Just as we were trying to reclaim a single ounce of our dignity, the heavy THUD-THUD-THUD of the Matron's boots echoed from the hallway. It sounded like the drumbeat of doom.
"CODE PURPLE!" The Flash yelled, suddenly grabbing a nearby mop and pretending to be a professional janitor with suspicious intensity. "Everyone, look busy! Read a book! Sing a hymn! Look like you're contemplating your sins!"
Mr. Ice Cube stood up, calmly brushing the dust off his blazer as if he hadn't just been used as a landing pad for a clumsy songwriter. He looked at me for a long second, then reached into his pocket and handed me a small, neatly wrapped peppermint.
"For the shock," he whispered, his voice barely audible over the sound of the Matron's approaching footsteps. Then, he turned and walked away with the calm of a man who had never once fallen on a floor in his life.
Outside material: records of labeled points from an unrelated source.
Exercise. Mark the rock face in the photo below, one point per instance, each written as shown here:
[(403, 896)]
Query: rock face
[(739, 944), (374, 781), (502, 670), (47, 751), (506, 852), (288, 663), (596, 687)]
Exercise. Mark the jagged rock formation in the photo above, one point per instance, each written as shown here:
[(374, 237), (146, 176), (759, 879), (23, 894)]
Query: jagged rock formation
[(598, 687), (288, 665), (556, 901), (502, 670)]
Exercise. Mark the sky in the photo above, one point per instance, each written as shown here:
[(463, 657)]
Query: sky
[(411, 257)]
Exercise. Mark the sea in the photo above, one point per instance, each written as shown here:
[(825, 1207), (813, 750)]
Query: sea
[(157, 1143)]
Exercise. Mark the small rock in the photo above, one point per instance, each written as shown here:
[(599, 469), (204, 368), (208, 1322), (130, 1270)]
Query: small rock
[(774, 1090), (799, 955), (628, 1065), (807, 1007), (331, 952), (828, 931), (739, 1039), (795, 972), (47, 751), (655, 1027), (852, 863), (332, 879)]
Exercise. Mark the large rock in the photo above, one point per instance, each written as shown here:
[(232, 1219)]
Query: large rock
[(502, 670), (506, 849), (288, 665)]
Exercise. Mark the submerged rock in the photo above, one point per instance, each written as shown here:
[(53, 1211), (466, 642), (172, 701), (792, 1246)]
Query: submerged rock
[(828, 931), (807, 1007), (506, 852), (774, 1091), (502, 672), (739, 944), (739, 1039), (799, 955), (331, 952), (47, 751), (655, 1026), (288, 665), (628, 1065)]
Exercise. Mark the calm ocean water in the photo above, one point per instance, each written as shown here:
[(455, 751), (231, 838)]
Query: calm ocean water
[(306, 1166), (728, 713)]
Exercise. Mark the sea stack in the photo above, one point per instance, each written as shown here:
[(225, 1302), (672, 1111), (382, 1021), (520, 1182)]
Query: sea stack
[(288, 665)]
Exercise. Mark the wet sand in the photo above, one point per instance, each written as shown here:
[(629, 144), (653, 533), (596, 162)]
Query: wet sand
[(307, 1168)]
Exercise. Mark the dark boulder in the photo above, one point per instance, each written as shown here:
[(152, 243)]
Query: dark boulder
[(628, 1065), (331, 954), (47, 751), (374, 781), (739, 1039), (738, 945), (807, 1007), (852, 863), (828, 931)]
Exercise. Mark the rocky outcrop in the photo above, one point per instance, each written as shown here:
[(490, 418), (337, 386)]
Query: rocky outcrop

"Guys," I whispered to the girls as we all huddled behind the upright piano, smelling like vanilla spray, school punch, and impending detention. "I think I just broke the ice. Literally."
"You didn't break it, Hadiya," Luna giggled, poking my flaming red cheek. "You melted it. Also, I think you might have slightly bruised it."
"Worth it," I sighed, unwrapping the peppermint. It tasted like cold victory.